Normativamente se finca en el principio pro persona, dentro del marco de los derechos humanos, y se rige bajo el presupuesto de reparación integral del daño, que contempla daños materiales e inmateriales, conforme a lo previsto en la Ley General de Victimas y el Código Nacional de Procedimientos Penales.
La SCJN ha reconocido la necesidad de una reparación integral, que no se limite a daños económicos, sino que contemple afectaciones profundas a la persona, bajo la premisa de que la reparación debe ser proporcional, integral y diferenciada, atendiendo a la naturaleza del daño.
Nuestro Máximo Tribunal federal reconoce la influencia de estándares internacionales en materia de derechos humanos, atendiendo siempre al principio de progresividad, y si bien no siempre utiliza expresamente el término “proyecto de vida”, sí ha aceptado la indemnización por daños inmateriales complejos, lo que permite su incorporación.
En el ámbito convencional la Corte Interamericana de Derechos Humanos (Corte IDH) ha desarrollado con mayor claridad esta figura, como podemos constatarlo en los casos emblemáticos:
“Loayza Tamayo vs.

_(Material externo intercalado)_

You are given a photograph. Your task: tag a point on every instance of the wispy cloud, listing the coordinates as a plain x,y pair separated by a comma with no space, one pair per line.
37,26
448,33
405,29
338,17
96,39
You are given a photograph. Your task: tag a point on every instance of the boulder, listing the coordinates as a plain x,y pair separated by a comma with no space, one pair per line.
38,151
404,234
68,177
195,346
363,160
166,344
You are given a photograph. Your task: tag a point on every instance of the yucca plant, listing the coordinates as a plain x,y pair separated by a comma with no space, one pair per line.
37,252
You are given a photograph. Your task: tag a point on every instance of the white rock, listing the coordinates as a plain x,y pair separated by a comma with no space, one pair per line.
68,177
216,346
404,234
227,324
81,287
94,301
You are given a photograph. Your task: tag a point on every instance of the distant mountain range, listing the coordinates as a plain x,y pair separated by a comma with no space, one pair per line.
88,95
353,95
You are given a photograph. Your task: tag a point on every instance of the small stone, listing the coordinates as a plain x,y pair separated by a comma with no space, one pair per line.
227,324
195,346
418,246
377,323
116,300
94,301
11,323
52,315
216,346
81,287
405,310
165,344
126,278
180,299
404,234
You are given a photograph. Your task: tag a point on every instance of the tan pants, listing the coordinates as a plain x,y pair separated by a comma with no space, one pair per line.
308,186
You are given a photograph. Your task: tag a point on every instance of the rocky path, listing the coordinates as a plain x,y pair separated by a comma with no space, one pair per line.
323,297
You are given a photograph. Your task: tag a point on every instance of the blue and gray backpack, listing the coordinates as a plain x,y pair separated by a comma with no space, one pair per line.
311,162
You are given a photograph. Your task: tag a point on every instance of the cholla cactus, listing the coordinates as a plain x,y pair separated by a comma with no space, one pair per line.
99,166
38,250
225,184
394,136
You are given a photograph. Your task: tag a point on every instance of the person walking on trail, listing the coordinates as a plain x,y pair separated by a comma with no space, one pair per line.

Perú” (1998): Define el daño al proyecto de vida como la afectación a la realización personal derivada de violaciones graves.
“Cantoral Benavides vs. Perú” (2000): Se reconoce expresamente que la detención arbitraria alteró el curso de vida del afectado.
“González y otras (‘Campo Algodonero’) vs. México” (2009): Se vincula el daño al proyecto de vida con la imposibilidad de desarrollo pleno de las víctimas.
La Corte IDH establece que este daño es autónomo, independiente del daño moral y del lucro cesante.
Derecho comparado
Perú: Reconocido ampliamente en jurisprudencia constitucional y civil.
Argentina: Se ha incorporado en decisiones sobre responsabilidad civil, especialmente en casos de lesiones graves.
Colombia: La Corte Constitucional lo vincula con el concepto de vida digna.
Chile: Se reconoce de forma incipiente dentro de daños extrapatrimoniales.
En general, los países latinoamericanos han integrado este concepto bajo la influencia del sistema interamericano.
Acreditación e indemnización del daño al proyecto de vida
Para probar este tipo de daño, se deben considerar:
- Condiciones personales de la víctima: Edad, nivel educativo, actividad profesional.
- Proyecto de vida previo: Planes académicos, trayectoria laboral, expectativas razonables.
- Impacto del delito: Limitación permanente o temporal, cambio radical de vida, imposibilidad de alcanzar metas.
- Medios probatorios: Peritajes psicológicos y sociales, testimonios, documentación académica o laboral
Cuantificación
No existe una fórmula matemática rígida. Los jueces suelen aplicar criterios como: equidad, proporcionalidad, gravedad de la afectación, duración del perjuicio (temporal o permanente)
En el ámbito internacional, la Corte IDH fija montos considerando: circunstancias del caso, impacto integral en la víctima y estándares de reparación integral
Corolario
El daño al proyecto de vida representa uno de los avances más significativos en materia de justicia penal y derechos humanos. Su reconocimiento implica aceptar que las violaciones no solo generan pérdidas económicas, sino que pueden destruir trayectorias de vida completas.
En México, su desarrollo aún es progresivo, pero la influencia del derecho internacional permite consolidar una visión más humana de la reparación del daño, donde el objetivo no es solo indemnizar, sino restituir la dignidad y las oportunidades de la víctima.